The S&P 500 set a fresh all-time high of 7,534 on Memorial Day, pushing past UBS's year-end 2026 target of 7,500 ahead of schedule. At the same time, Brent crude fell below $100 a barrel for the first time in weeks after a tentative US-Iran framework agreement cleared the path to reopen the Strait of Hormuz — a chokepoint that carries about 20% of the world's oil. For Bitcoin traders, the macro shift is hard to ignore: lower oil means lower CPI expectations, which could push the Fed from rate hikes to cuts, and that tends to be good for risk assets.
Why the oil drop matters for crypto
Brent crude had been stuck above $100 for weeks amid the Strait of Hormuz standoff. The tentative agreement changes the calculus. Cheaper oil feeds directly into inflation calculations — lower energy prices pull down CPI — which in turn gives the Federal Reserve room to ease. Markets have already begun pricing in rate cuts instead of hikes. That's a liquidity-positive scenario for everything from tech stocks to Bitcoin.
The causal chain is pretty straightforward: lower crude → reduced CPI expectations → less restrictive Fed policy → a weaker dollar → more liquidity flowing into risk-on bets. Bitcoin, with its 90-day correlation to the S&P 500 historically running between 0.3 and 0.5 during risk-on equity periods, tends to ride that wave.

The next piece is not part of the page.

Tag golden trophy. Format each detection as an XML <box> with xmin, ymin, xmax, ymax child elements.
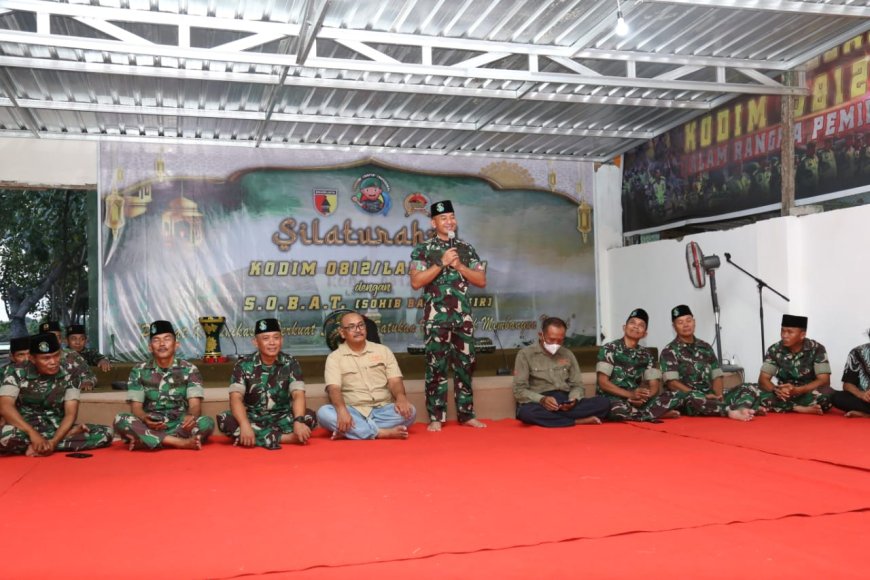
<box><xmin>199</xmin><ymin>316</ymin><xmax>227</xmax><ymax>363</ymax></box>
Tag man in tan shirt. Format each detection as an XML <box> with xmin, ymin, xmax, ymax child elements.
<box><xmin>316</xmin><ymin>311</ymin><xmax>416</xmax><ymax>439</ymax></box>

Bitcoin's price structure: reclaiming the 200-day EMA
Bitcoin's own chart is showing some technical improvement. The asset has reclaimed its 200-day exponential moving average, a level traders watch as a medium-term trend signal. Above that, horizontal resistance sits near its prior all-time high. That zone hasn't been tested with conviction yet, but the macro tailwind from lower oil and potential Fed easing could supply the fuel needed for a run.

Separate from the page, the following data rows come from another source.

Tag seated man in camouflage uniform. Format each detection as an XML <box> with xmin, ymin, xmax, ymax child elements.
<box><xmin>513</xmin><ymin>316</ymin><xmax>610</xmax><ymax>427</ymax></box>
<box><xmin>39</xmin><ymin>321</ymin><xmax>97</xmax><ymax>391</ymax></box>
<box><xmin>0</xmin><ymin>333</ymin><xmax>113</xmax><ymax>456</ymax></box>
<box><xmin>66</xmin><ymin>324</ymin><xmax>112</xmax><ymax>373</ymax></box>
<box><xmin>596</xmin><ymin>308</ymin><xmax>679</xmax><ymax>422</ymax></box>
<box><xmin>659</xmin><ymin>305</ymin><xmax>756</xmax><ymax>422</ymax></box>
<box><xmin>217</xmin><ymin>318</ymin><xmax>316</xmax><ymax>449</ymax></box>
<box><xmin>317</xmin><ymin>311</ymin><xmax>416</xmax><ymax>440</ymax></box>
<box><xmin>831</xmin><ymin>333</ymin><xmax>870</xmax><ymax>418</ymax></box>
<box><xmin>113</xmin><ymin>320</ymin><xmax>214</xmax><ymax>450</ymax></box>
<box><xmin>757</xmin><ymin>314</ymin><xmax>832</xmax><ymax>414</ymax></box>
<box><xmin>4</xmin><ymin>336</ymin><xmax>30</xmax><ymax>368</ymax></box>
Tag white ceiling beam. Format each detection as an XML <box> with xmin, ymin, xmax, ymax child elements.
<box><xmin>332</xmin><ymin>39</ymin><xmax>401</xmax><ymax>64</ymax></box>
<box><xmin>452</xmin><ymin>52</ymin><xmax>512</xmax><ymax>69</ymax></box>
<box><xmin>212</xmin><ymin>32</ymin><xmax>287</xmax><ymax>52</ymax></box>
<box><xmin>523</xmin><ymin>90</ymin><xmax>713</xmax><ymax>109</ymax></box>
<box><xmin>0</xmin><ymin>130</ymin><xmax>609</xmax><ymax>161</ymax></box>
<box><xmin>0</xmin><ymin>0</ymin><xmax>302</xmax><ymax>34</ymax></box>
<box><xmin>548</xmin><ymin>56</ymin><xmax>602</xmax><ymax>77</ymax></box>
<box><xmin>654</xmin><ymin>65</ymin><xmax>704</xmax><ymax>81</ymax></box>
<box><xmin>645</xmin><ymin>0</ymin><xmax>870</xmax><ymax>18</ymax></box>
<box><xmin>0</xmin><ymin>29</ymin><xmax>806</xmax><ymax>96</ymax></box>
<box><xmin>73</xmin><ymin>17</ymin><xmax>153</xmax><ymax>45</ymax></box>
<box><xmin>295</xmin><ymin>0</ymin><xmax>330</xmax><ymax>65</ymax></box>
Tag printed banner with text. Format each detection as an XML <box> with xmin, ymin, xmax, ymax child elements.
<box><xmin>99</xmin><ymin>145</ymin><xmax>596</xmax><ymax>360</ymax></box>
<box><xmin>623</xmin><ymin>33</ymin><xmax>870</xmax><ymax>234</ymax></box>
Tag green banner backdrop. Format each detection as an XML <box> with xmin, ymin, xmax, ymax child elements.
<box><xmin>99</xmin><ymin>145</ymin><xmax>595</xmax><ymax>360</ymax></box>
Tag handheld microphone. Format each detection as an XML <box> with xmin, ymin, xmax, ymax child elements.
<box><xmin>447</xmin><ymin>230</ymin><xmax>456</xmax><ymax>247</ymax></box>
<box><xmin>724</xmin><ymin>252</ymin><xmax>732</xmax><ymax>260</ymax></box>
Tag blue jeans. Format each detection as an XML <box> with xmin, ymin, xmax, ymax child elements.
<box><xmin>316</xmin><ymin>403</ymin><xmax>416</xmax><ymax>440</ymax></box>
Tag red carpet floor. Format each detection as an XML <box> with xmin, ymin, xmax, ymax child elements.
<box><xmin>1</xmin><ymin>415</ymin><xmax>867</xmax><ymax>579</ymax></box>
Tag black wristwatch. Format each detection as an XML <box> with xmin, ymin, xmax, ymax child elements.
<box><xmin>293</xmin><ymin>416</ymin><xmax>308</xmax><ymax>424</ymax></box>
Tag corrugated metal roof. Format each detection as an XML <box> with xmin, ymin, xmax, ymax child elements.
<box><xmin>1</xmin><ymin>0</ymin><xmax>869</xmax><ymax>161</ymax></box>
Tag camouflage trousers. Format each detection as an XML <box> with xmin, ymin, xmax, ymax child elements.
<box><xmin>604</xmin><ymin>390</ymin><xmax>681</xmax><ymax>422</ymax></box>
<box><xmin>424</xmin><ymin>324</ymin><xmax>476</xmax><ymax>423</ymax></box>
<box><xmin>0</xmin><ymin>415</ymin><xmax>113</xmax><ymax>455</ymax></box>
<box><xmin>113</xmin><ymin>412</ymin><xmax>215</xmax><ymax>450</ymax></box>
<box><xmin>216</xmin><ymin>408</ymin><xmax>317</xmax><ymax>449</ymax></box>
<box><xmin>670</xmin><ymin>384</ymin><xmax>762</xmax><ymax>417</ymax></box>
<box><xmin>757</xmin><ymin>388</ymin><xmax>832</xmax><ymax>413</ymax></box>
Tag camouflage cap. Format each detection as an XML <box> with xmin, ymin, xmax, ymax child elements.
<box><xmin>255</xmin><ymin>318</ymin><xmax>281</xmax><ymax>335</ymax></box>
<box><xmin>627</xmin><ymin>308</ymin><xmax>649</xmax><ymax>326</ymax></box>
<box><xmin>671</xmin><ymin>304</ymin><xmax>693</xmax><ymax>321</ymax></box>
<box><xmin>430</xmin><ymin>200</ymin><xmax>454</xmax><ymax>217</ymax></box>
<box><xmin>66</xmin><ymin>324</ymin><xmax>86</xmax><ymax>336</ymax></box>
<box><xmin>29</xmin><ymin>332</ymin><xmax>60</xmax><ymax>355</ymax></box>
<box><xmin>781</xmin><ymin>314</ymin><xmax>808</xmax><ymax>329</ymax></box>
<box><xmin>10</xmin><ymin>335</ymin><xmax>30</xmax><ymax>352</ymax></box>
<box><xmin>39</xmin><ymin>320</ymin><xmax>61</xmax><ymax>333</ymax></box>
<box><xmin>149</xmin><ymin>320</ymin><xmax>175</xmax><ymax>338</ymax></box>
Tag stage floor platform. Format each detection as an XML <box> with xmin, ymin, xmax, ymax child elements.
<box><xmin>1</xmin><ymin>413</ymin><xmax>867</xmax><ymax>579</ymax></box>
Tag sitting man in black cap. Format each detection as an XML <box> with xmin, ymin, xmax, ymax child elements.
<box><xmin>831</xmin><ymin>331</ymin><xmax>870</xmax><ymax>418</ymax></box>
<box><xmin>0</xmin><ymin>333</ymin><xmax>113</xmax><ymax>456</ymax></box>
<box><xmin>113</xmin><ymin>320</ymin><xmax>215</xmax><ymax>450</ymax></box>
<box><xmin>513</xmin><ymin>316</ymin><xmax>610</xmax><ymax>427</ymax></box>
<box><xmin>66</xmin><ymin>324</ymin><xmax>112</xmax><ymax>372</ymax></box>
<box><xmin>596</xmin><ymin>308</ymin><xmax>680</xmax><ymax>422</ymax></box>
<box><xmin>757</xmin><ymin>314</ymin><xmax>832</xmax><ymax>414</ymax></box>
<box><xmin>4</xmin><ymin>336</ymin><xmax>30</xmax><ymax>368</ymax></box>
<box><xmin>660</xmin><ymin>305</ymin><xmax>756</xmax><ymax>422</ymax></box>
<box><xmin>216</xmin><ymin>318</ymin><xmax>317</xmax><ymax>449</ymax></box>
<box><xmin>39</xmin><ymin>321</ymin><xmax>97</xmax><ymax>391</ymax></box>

Of course, correlation isn't destiny. Bitcoin has at times decoupled from equities, especially during risk-off episodes when its correlation goes near-zero or negative. But today's backdrop — record equities, falling oil, and shifting rate expectations — tilts the odds toward a risk-on regime where crypto tends to move in sync with stocks.

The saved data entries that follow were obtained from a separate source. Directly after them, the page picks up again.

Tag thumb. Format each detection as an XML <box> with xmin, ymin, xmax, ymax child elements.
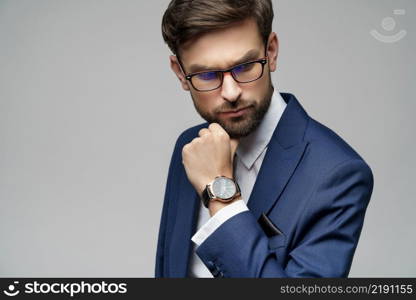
<box><xmin>230</xmin><ymin>138</ymin><xmax>240</xmax><ymax>162</ymax></box>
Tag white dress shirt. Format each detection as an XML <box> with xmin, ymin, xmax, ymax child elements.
<box><xmin>188</xmin><ymin>90</ymin><xmax>287</xmax><ymax>277</ymax></box>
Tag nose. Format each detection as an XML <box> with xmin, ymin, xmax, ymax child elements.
<box><xmin>220</xmin><ymin>72</ymin><xmax>242</xmax><ymax>103</ymax></box>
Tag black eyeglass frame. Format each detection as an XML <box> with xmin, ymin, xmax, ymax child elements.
<box><xmin>181</xmin><ymin>58</ymin><xmax>268</xmax><ymax>92</ymax></box>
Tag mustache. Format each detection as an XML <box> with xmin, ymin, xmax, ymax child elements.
<box><xmin>215</xmin><ymin>100</ymin><xmax>256</xmax><ymax>114</ymax></box>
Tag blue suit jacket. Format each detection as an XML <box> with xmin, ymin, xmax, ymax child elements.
<box><xmin>155</xmin><ymin>93</ymin><xmax>374</xmax><ymax>278</ymax></box>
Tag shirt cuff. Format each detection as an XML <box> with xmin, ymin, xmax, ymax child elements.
<box><xmin>191</xmin><ymin>199</ymin><xmax>249</xmax><ymax>246</ymax></box>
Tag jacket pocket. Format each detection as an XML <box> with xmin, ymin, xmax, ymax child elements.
<box><xmin>258</xmin><ymin>213</ymin><xmax>286</xmax><ymax>249</ymax></box>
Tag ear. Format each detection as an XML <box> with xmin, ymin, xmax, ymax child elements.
<box><xmin>266</xmin><ymin>32</ymin><xmax>279</xmax><ymax>72</ymax></box>
<box><xmin>169</xmin><ymin>55</ymin><xmax>191</xmax><ymax>91</ymax></box>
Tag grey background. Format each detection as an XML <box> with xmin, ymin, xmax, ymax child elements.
<box><xmin>0</xmin><ymin>0</ymin><xmax>414</xmax><ymax>277</ymax></box>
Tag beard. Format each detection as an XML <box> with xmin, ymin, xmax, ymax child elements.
<box><xmin>191</xmin><ymin>82</ymin><xmax>274</xmax><ymax>139</ymax></box>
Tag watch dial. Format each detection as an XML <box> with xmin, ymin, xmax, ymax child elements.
<box><xmin>212</xmin><ymin>177</ymin><xmax>236</xmax><ymax>199</ymax></box>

Institutional infrastructure is the real variable
For Bitcoin's near-term price action, the macro picture is just one input. The bigger variable, according to the available intelligence, is institutional infrastructure demand — specifically what's happening in the Nasdaq options market and the spot ETF complex. Those flows will determine whether Bitcoin can turn technical reclaim into a sustained breakout.
The timing isn't bad. With the S&P 500 smashing through year-end targets in May and oil heading lower, the macro calendar looks friendly. But Bitcoin still needs to prove it can attract fresh institutional buying at these levels. The next few weeks of ETF flow data and options open interest will tell that story.